El Gobierno y la oposición mayoritaria de Venezuela están a las puertas de iniciar en México su tercer intento en los últimos cuatro años de entablar negociaciones para buscar salidas a la crisis política que vive el país, después de las fracasadas iniciativas de República Dominicana (2017-2018) y Barbados (2019).
A la luz de ello, ninguna de las partes ha manifestado grandes expectativas respecto a la posibilidad de llegar a acuerdos amplios y duraderos. La desconfianza, la falta de reconocimiento mutuo y las posiciones antagónicas difíciles de conciliar, han marcado las relaciones entre el Gobierno y la oposición venezolana.
No parece que en esta ocasión esas condiciones sean diferentes, aunque sí estamos en escenarios un tanto distintos. Las sanciones económicas impuestas al país y las personales contra la élite chavista por parte de EE. UU., Canadá y la Comunidad Europea han hecho mella en el oficialismo, que no ve manera de remontar el aislamiento en que está sumido el país. Mientras, la oposición luce muy golpeada por la represión gubernamental, desgastada por no haber alcanzado el mantra “cese de la usurpación, Gobierno de transición y elecciones libres” y con grandes diferencias en su seno.
Todo esto en medio de un país con una economía paralizada y una población cuya prioridad es ver cómo sobrevive en el día a día y que parece estar dando signos de cansancio ante la dirigencia política, según encuestas que no solo reflejan un rechazo del 80 % a Maduro sino también una creciente desafección hacia partidos de oposición y sus líderes.
Así, no resulta difícil imaginar cuáles serán las aspiraciones máximas que tanto Gobierno como oposición pondrán sobre la mesa. El primero, el fin de las sanciones y, la segunda, la adopción de una ruta de normalización democrática que conduzca a la realización de elecciones presidenciales y a la Asamblea Nacional.

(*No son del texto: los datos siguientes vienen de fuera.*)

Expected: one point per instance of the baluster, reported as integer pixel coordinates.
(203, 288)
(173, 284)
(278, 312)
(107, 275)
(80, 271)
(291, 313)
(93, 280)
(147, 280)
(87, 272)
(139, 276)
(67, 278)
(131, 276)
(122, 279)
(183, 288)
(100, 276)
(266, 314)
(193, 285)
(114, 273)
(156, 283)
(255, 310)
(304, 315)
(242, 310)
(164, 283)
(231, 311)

Para Maduro, el fin o la suavización de las sanciones es vital para mostrar mejor desempeño económico de cara a las presidenciales, en condiciones de mayor competitividad con los partidos que lo adversan. Para la oposición, la celebración de comicios lo antes posible puede significar el rápido desalojo del actual inquilino del Palacio de Miraflores, sabedores de la baja popularidad de la que goza.
No conocemos aún el modelo de negociación que se adoptará bajo la mediación de Noruega -el mismo país que facilitó el Acuerdo de Paz con las Farc-, sino uno a través del cual se vayan conviniendo acuerdos parciales o aquel que dice que nada está acordado hasta que todo esté acordado.
En todo caso serán unas negociaciones duras, donde cada concesión al Gobierno en relación a las sanciones tendrá que venir acompañada de medidas concretas en la legalización y devolución a sus militantes de las marcas de los partidos de oposición, el restablecimiento de los derechos políticos de sus dirigentes, la liberación de presos políticos y el regreso de los exiliados, garantías electorales y la configuración de una ruta que lleve a la celebración de elecciones nacionales.
Además de Noruega como mediador y de México como anfitrión, Francia, Rusia, Argentina y Holanda actuarán como facilitadores y supervisores. Sin embargo, será EE. UU. el que tendrá un papel estelar tras bambalinas, toda vez que la llave de las sanciones la tiene Washington y no la oposición venezolana. De modo que Maduro tendrá que tomar en cuenta el peso de la diplomacia de Joe Biden.
Aunque, como anoté al comienzo, las expectativas con estas negociaciones son moderadas, algunos factores como la discreción con que se han llevado a cabo los preparativos, las enseñanzas para todos de los frustrados procesos previos y especialmente los beneficios que para las partes en conflicto acarrearía llegar a eventuales acuerdos, podrían depararnos el ansiado humo blanco. ¿A la tercera es la vencida?
*Txomin Las Heras Leizaola, investigador adscrito al Observatorio de Venezuela de la Universidad del Rosario y presidente de la Asociación Diálogo Ciudadano Colombo Venezolano.